During the conflict, park management authorities in Comoé were effectively forced to abandon their operations, so there were few, if any, deterrents to stop people from looking to the park's natural resources for their own uses. These people included communities living near to the Park boundary and those forced there from more distant areas during the conflict.
Absence of management during such a long and critical period has resulted in intensification of poaching of both small and large mammals, some species of which have been reduced to a half or even a quarter of their abundance of 20 years ago. Studies have shown that this is the most intense period of poaching ever recorded in the Park. Associated impacts of encroachment include increasing incidence of bush fires and the intensification of agriculture within the Park.

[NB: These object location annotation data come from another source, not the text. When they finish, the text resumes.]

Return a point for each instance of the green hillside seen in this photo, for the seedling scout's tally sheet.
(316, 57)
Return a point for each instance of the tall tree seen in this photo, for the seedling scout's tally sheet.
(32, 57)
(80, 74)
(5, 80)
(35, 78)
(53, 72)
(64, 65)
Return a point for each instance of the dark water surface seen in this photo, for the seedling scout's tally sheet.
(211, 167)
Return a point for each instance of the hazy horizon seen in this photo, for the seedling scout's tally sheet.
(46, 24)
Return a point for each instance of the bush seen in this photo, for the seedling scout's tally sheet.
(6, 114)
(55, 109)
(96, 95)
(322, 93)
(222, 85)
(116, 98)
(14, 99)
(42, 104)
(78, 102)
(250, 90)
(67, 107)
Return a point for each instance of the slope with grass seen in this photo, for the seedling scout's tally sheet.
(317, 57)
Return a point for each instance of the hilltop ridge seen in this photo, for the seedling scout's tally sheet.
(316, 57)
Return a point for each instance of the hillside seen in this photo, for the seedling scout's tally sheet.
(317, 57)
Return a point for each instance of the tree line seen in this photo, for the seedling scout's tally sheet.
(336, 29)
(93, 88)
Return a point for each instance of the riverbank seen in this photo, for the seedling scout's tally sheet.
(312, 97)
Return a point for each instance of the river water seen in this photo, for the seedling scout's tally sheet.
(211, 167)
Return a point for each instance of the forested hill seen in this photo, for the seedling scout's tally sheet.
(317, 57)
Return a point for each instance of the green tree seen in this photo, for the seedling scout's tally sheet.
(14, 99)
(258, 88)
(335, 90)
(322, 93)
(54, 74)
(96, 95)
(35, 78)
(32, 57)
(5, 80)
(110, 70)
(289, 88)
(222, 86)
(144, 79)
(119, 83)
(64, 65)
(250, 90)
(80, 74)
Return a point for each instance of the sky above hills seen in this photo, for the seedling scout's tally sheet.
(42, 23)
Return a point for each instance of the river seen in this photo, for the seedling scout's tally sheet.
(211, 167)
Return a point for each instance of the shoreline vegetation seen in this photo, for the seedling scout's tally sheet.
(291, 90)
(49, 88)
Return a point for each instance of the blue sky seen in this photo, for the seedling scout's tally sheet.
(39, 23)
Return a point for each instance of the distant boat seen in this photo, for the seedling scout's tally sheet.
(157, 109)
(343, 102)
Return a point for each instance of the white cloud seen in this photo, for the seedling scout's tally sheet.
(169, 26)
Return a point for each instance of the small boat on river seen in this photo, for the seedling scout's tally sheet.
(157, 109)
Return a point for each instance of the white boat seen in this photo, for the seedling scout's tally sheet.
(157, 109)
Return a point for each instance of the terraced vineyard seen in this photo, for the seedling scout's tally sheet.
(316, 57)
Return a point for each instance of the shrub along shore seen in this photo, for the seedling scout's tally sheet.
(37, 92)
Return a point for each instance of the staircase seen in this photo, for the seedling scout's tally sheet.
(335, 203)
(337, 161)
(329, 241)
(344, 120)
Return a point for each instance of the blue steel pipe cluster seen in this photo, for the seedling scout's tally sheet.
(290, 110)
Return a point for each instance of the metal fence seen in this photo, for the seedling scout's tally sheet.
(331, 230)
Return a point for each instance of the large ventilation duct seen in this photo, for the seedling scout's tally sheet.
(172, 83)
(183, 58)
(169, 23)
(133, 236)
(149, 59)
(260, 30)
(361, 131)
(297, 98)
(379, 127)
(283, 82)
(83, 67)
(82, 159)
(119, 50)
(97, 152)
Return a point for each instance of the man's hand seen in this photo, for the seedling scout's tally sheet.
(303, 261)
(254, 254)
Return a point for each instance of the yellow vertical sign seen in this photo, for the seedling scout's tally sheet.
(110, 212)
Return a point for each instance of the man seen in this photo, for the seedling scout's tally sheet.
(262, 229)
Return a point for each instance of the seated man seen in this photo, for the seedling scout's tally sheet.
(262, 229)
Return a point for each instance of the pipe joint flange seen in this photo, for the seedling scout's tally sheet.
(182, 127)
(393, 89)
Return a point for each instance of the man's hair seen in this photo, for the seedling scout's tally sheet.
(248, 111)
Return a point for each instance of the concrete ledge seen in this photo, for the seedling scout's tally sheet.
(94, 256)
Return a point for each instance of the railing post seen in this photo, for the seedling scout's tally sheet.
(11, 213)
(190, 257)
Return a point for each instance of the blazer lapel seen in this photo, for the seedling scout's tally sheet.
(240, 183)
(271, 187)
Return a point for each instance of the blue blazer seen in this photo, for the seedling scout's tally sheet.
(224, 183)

Stabilisation of the country's political situation has led the wildlife authority OIPR (Office Ivorien des Parcs et Reserves) to reestablish a presence in Comoé National Park. OIPR applied to the Rapid Response Facility (RRF) for funding and was successful in being awarded a maximum grant of $30,000 to assess the status of poaching threat and to eliminate that threat through the reinforcement of the authority of OIPR in the Park.
This will be achieved through the equipping of technical units, removing illegally established poaching camps and bringing arrested poachers to justice. Furthermore, a permanent OIPR presence in the Park will begin to reduce incursions of poachers, and start halting the spread of agriculture and livestock grazing within the Park.
The RRF-funded work is seen as a vital bridging grant before a larger period of funding becomes available from the Global Environment Facility (GEF) later in 2010.
The Rapid Response Facility is an emergency small grant programme that provides rapid support to allow immediate responses to major threats to wildlife conservation, primarily in UNESCO designated natural World Heritage sites. The RRF is financially supported by the United Nations Foundation, the Arcadia Land Trust and Jet Tours, and aims to process emergency funding requests up to US$30,000 in just 8 working days.